Supaya menjadi websiteanda.com, biayanya Rp 100.000 per th..

Untuk WordPress.org, kamu perlu cost hosting dan domain.

Biayanya hosting dan domain lebih kurang Rp 350.000 – 400.000 per tahun. Kapasitas hosting untuk harga ini biasanya 1-10 GB (tergantung sarana hosting mana)

Kesimpulannya:

WordPress.org butuh cost awal, WordPress.com dan Blogger tidak butuh. Tetapi didalam perkembangannya nanti, WordPress.org menjadi lebih tidak mahal.

Kemudahan untuk digunakan
Sebetulnya ketiganya setara.

Untuk mempelajari dasar-dasarnya, hingga kamu dapat menulis dan menerbitkan tulisan, ketiga pilihan ini serupa mudahnya.

Tapi di sini ada beberapa pertimbangan lagi:

WordPress.com dan .org lebih ringan untuk dikelola dan punya tampilan dasbor yang lebih ramah. Blogger sedikit lebih membingungkan khususnya ketika kamu ingin mencari suatu menu di dasbornya.

Meskipun begitu, bedanya tidak seberapa.

Setelah memanfaatkan selama 1-2 hari, anda akan terbiasa.

Dashboard WordPress

Ada 2 hal yang inginkan aku bahas dalam anggota ini.
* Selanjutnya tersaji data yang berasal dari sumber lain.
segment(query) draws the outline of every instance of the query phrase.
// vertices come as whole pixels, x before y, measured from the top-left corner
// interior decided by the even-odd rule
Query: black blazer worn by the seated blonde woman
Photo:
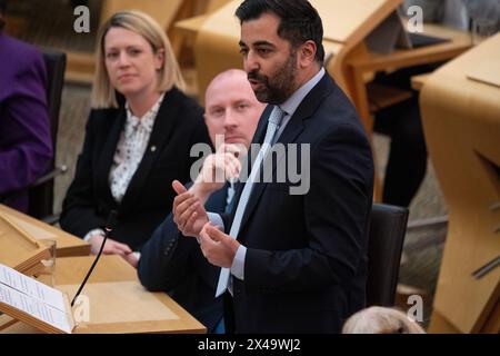
[[[172,180],[191,180],[191,164],[198,159],[190,157],[191,147],[197,142],[210,145],[202,115],[202,108],[177,88],[166,93],[144,156],[118,204],[111,195],[109,172],[126,109],[92,110],[74,179],[62,205],[62,229],[83,237],[102,227],[116,210],[112,238],[140,249],[172,209]]]

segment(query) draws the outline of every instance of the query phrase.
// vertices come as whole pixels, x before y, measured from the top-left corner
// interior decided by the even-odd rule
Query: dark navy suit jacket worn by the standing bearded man
[[[254,142],[263,141],[271,109]],[[351,102],[328,75],[278,142],[310,144],[310,189],[290,195],[290,181],[277,182],[277,165],[284,169],[287,162],[280,157],[273,182],[254,185],[238,235],[248,250],[244,281],[233,278],[232,322],[237,333],[339,333],[364,307],[370,145]],[[223,218],[229,231],[233,216]]]

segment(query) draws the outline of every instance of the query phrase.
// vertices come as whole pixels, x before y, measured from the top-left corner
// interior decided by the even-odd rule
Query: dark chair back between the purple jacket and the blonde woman
[[[47,68],[47,102],[54,151],[48,169],[48,174],[50,175],[56,168],[56,147],[59,130],[59,109],[61,107],[61,93],[64,83],[66,53],[43,53],[43,60]],[[40,219],[53,212],[53,184],[54,179],[52,177],[30,188],[28,211],[30,216]]]

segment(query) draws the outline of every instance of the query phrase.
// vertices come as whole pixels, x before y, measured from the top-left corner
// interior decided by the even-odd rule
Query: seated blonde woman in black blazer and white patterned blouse
[[[111,211],[104,254],[136,266],[141,246],[170,214],[170,182],[190,181],[191,147],[210,145],[203,109],[183,80],[161,27],[139,11],[113,14],[98,36],[92,110],[61,215],[61,227],[96,254]]]

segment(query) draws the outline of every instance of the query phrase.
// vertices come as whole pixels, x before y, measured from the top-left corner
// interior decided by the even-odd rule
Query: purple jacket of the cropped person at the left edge
[[[0,33],[0,202],[21,211],[52,158],[46,86],[40,52]]]

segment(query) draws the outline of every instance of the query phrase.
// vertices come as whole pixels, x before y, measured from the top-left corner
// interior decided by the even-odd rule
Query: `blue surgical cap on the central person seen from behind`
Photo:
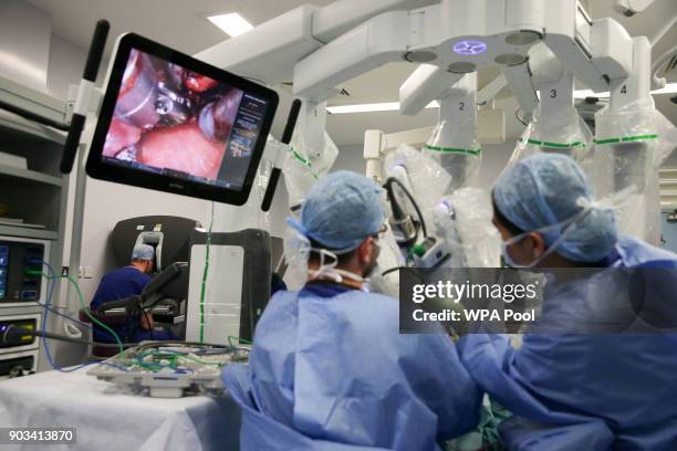
[[[381,186],[365,176],[340,170],[313,186],[300,220],[289,218],[287,222],[329,249],[348,251],[377,233],[384,221]]]

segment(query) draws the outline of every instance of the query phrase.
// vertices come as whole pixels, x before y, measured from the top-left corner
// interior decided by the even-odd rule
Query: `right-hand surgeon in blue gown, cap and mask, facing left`
[[[509,265],[602,269],[545,298],[543,315],[560,325],[584,326],[591,312],[614,306],[617,286],[601,277],[619,271],[606,269],[663,269],[663,289],[677,293],[677,255],[619,234],[611,203],[594,199],[573,159],[525,158],[501,175],[492,197]],[[586,305],[591,293],[596,305]],[[459,348],[477,384],[515,415],[501,426],[508,449],[667,451],[677,450],[673,331],[534,333],[519,349],[506,336],[468,335]]]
Pertama, kalau kita melihat penampilan dasarnya tanpa membuat perubahan apa-pun di dalamnya. WordPress (.com dan .org) unggul dibandingkan Blogger.

Ini sebab tampilan dasar Blogger layaknya telah ketinggalan masa.

Kedua, secara fleksibilitas tampilan.

Yang paling fleksibel adalah WordPress.org.

Ada ribuan template gratis dan berbayar yang mampu kamu memakai. Kalau kamu tetap tidak bahagia, bisa juga rubah sendiri hingga cocok selera.

Di peringkat ke-2 adalah Blogger.

Meskipun pilihan template di Blogger tidak banyak, namun tampilannya dapat kamu pindah sendiri cocok selera kecuali anda paham HTML dan CSS.

Sedangkan WordPress.com paling tidak fleksibel. Hanya tersedia sedikit pilihan template dan tidak bisa diubah-ubah ulang.

Peringkat untuk fleksibilitas tampilan:

WordPress.org
Blogger
WordPress.com

Fitur
Kalau kami menyaksikan fitur basic sebagai CMS, ketiganya setara. Sama-sama dapat mengakibatkan post dan page, memasukkan gambar, video, dan multimedia lain.

Tapi blogger memiliki kelemahan:

1 halaman dibatasi cuma mampu berukuran 1 MB. Jadi kamu tidak bakal dapat mengakibatkan 1 halaman yang memuat banyak gambar.

Kalau kita lihat secara fleksibilitas, WordPress.org unggul.

Di WordPress.org self hosted, kamu sanggup memberi tambahan fitur-fitur ekstra dengan perlindungan plugin. Ada ratusan ribu plugin yang dapat anda memanfaatkan secara gratis.

Karena sifatnya open source, kami termasuk dapat modifikasi semua fiturnya.

Peringkat untuk fleksibilitas fitur:

WordPress.org
Blogger
WordPress.com
Monetisasi bersama dengan iklan
Karena banyak orang yang dambakan membuat blog untuk beroleh duwit dengan menggunakan iklan (misalnya AdSense berasal dari Google), maka ini wajib saya bahas di Video Tutorial Cara Bikin Web Untuk Pemula di Amlapura .

Ini hal utama yang harus anda ketahui:

WordPress.com hosted tidak mengijinkan menempatkan Google AdSense.

Jadi kamu tidak bisa beroleh penghasilan dari iklan jikalau anda memakai WordPress.com. Tapi anda selamanya dapat beroleh pendapatan dengan langkah lain andaikata berjualan product.

Selengkapnya seperti ini untuk WordPress.com:

Iklan berasal dari advertising network (AdSense dan sejenisnya) tidak diijinkan
Tapi anda diijinkan sedia kan slot iklan secara manual
Sponsored post termasuk diperbolehkan
Kalau web site anda udah cukup terkenal, anda mampu menempatkan WordAds (sejenis AdSense, milik WordPress)
Kalau anda memanfaatkan WordPress VIP, iklan diperbolehkan
Sedangkan di WordPress.org tidak ada persoalan gara-gara tidak ada yang menyesuaikan, kamu sanggup mengfungsikan AdSense atau advertising network manapun.

Untuk Blogger, sebab punya Google sendiri menjadi tentu bisa.

Kepemilikan dan kontrol
Karena sifatnya hosted, WordPress.com dan Blogger mempunyai persoalan yang besar:

Websitenya bukan 100% punya kamu.

Ada banyak keterbatasan di dalamnya, termasuk yang sudah disebutkan tadi. Seperti tidak bisa mengganti template dan tingkatkan plugin.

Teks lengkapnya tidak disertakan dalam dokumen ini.